§ 3533. — Authority and functions of the Director.
[Laws in effect as of January 24, 2002]
[Document not affected by Public Laws enacted between
January 24, 2002 and December 19, 2002]
[CITE: 44USC3533]
TITLE 44--PUBLIC PRINTING AND DOCUMENTS
CHAPTER 35--COORDINATION OF FEDERAL INFORMATION POLICY
SUBCHAPTER II--INFORMATION SECURITY
Sec. 3533. Authority and functions of the Director
(a) The Director shall oversee agency information security policies
and practices, by--
(1) promulgating information security standards under section
11331 of title 40;
(2) overseeing the implementation of policies, principles,
standards, and guidelines on information security;
(3) requiring agencies, consistent with the standards
promulgated under such section 11331 and the requirements of this
subchapter, to identify and provide information security protections
commensurate with the risk and magnitude of the harm resulting from
the unauthorized access, use, disclosure, disruption, modification,
or destruction of--
(A) information collected or maintained by or on behalf of
an agency; or
(B) information systems used or operated by an agency or by
a contractor of an agency or other organization on behalf of an
agency;
(4) coordinating the development of standards and guidelines
under section 20 of the National Institute of Standards and
Technology Act (15 U.S.C. 278g-3) with agencies and offices
operating or exercising control of national security systems
(including the National Security Agency) to assure, to the maximum
extent feasible, that such standards and guidelines are
complementary with standards and guidelines developed for national
security systems;
(5) overseeing agency compliance with the requirements of this
subchapter, including through any authorized action under section
11303(b)(5) of title 40, to enforce accountability for compliance
with such requirements;
(6) reviewing at least annually, and approving or disapproving,
agency information security programs required under section 3534(b);
(7) coordinating information security policies and procedures
with related information resources management policies and
procedures; and
(8) reporting to Congress no later than March 1 of each year on
agency compliance with the requirements of this subchapter,
including--
(A) a summary of the findings of evaluations required by
section 3535;
(B) significant deficiencies in agency information security
practices;
(C) planned remedial action to address such deficiencies;
and
(D) a summary of, and the views of the Director on, the
report prepared by the National Institute of Standards and
Technology under section 20(d)(9) of the National Institute of
Standards and Technology Act (15 U.S.C. 278g-3).

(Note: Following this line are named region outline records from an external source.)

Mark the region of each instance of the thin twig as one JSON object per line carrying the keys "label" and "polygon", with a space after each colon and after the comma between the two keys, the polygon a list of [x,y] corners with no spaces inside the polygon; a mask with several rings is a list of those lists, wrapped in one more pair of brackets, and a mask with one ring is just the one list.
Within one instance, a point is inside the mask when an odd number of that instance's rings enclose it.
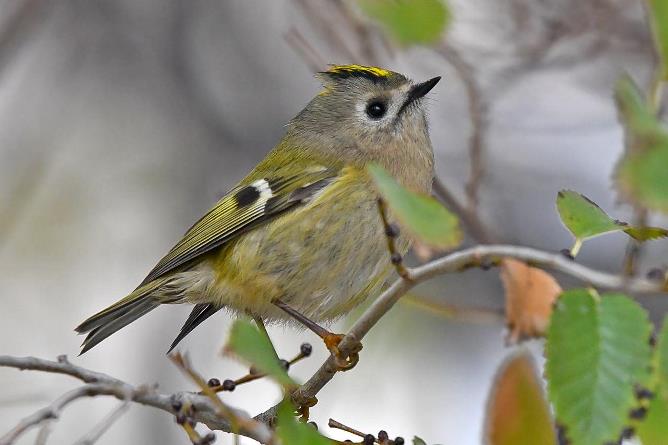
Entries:
{"label": "thin twig", "polygon": [[[359,345],[362,338],[408,290],[418,283],[438,275],[457,273],[482,265],[499,264],[503,258],[514,258],[533,266],[559,271],[596,288],[622,290],[632,294],[668,292],[668,284],[665,281],[627,278],[594,270],[577,264],[559,253],[545,252],[530,247],[481,245],[451,253],[419,267],[410,268],[410,281],[403,278],[396,280],[355,322],[338,345],[341,354],[345,355],[354,351],[354,348]],[[172,415],[175,414],[173,408],[175,402],[179,402],[182,405],[189,404],[196,408],[192,413],[193,420],[196,422],[203,423],[212,430],[234,432],[231,427],[231,419],[222,416],[219,403],[214,403],[210,397],[205,395],[189,392],[166,395],[159,394],[154,389],[135,388],[106,374],[75,366],[64,357],[59,357],[58,362],[53,362],[34,357],[0,356],[0,366],[70,375],[88,383],[88,385],[84,385],[83,387],[87,389],[82,390],[88,396],[110,395],[119,400],[126,400],[129,397],[133,402],[152,406]],[[291,394],[293,400],[297,405],[303,405],[314,400],[318,392],[337,372],[336,358],[330,356],[306,383]],[[206,382],[203,379],[200,380],[198,384],[204,390],[203,386],[206,385]],[[65,403],[69,403],[71,401],[70,398],[74,400],[81,397],[79,394],[79,392],[75,392],[69,394],[69,396],[66,395],[67,397],[63,396],[65,397],[63,400],[66,401]],[[62,403],[62,400],[59,403]],[[233,414],[232,417],[238,422],[237,425],[240,427],[239,434],[255,439],[260,443],[271,443],[273,434],[267,425],[273,421],[278,405],[269,408],[254,419],[249,418],[243,411],[227,406],[226,408],[230,410]],[[0,438],[0,445],[12,444],[15,438],[27,428],[38,423],[40,419],[50,417],[49,413],[53,413],[53,410],[47,408],[46,411],[35,414],[37,422],[35,422],[35,418],[24,419],[19,426]]]}
{"label": "thin twig", "polygon": [[484,176],[484,151],[487,127],[489,126],[488,106],[485,102],[478,80],[471,66],[454,47],[444,43],[438,48],[439,54],[447,60],[461,79],[468,98],[469,118],[471,120],[471,136],[469,139],[470,172],[466,183],[468,198],[466,213],[470,219],[479,220],[478,204],[480,202],[480,184]]}
{"label": "thin twig", "polygon": [[450,192],[446,185],[439,178],[434,178],[433,182],[434,195],[441,199],[443,204],[450,210],[455,212],[463,221],[469,235],[477,242],[482,244],[491,244],[494,242],[490,231],[485,227],[483,222],[478,218],[478,215],[471,214],[466,207],[464,207],[457,198]]}
{"label": "thin twig", "polygon": [[394,268],[397,271],[397,274],[404,280],[410,281],[411,274],[406,265],[404,264],[404,259],[397,249],[397,237],[399,236],[399,227],[396,224],[392,224],[387,215],[387,204],[383,198],[378,198],[378,213],[380,213],[380,218],[383,221],[383,228],[385,229],[385,238],[387,239],[387,250],[390,253],[390,261],[394,264]]}
{"label": "thin twig", "polygon": [[[85,383],[96,384],[95,390],[89,391],[88,395],[91,397],[108,395],[119,400],[125,400],[127,395],[130,394],[130,399],[133,402],[160,409],[171,415],[176,414],[173,408],[175,403],[190,404],[195,408],[192,417],[196,422],[203,423],[211,430],[233,432],[229,419],[223,418],[218,407],[205,395],[185,391],[174,394],[160,394],[155,389],[135,387],[109,375],[73,365],[62,356],[59,357],[57,362],[36,357],[0,356],[0,367],[69,375]],[[251,420],[246,412],[228,408],[232,410],[237,419]],[[0,445],[13,443],[9,440],[12,437],[10,433],[0,438]],[[249,429],[244,429],[242,426],[239,434],[265,444],[271,443],[273,437],[273,433],[268,426],[259,422],[253,422],[253,428]]]}
{"label": "thin twig", "polygon": [[[644,278],[626,279],[619,275],[591,269],[567,259],[562,254],[550,253],[530,247],[509,245],[483,245],[461,250],[442,258],[433,260],[422,266],[411,268],[412,280],[403,278],[396,280],[388,287],[355,322],[350,331],[339,344],[342,354],[349,352],[353,345],[359,344],[364,336],[378,323],[394,304],[413,286],[438,275],[461,272],[478,267],[481,264],[497,264],[501,258],[515,258],[533,266],[541,266],[556,270],[587,285],[601,289],[623,290],[633,294],[656,294],[668,292],[665,282],[652,281]],[[311,378],[292,393],[293,400],[300,404],[312,400],[318,392],[336,374],[335,358],[330,356],[311,376]],[[255,419],[269,422],[276,415],[278,405],[255,416]]]}
{"label": "thin twig", "polygon": [[23,433],[39,425],[43,426],[39,441],[45,442],[49,432],[48,424],[58,419],[67,405],[82,397],[90,397],[108,391],[107,386],[104,383],[87,383],[66,392],[46,408],[42,408],[21,420],[11,431],[0,438],[0,445],[13,444]]}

(b) Except for the authorities described in paragraphs (4) and (7)
of subsection (a), the authorities of the Director under this section
shall not apply to national security systems.
(Added Pub. L. 107-296, title X, Sec. 1001(b)(1), Nov. 25, 2002, 116
Stat. 2261.)
Applicability of Section
This section not to apply while subchapter III of this chapter
is in effect, see section 3549 of this title.
Prior Provisions
A prior section 3533, added Pub. L. 106-398, Sec. 1 [[div. A], title
X, Sec. 1061], Oct. 30, 2000, 114 Stat. 1654, 1654A-266, set forth
authority and functions of the Director prior to the general amendment
of this subchapter by Pub. L. 107-296.
Section Referred to in Other Sections
This section is referred to in sections 3534, 3535 of this title.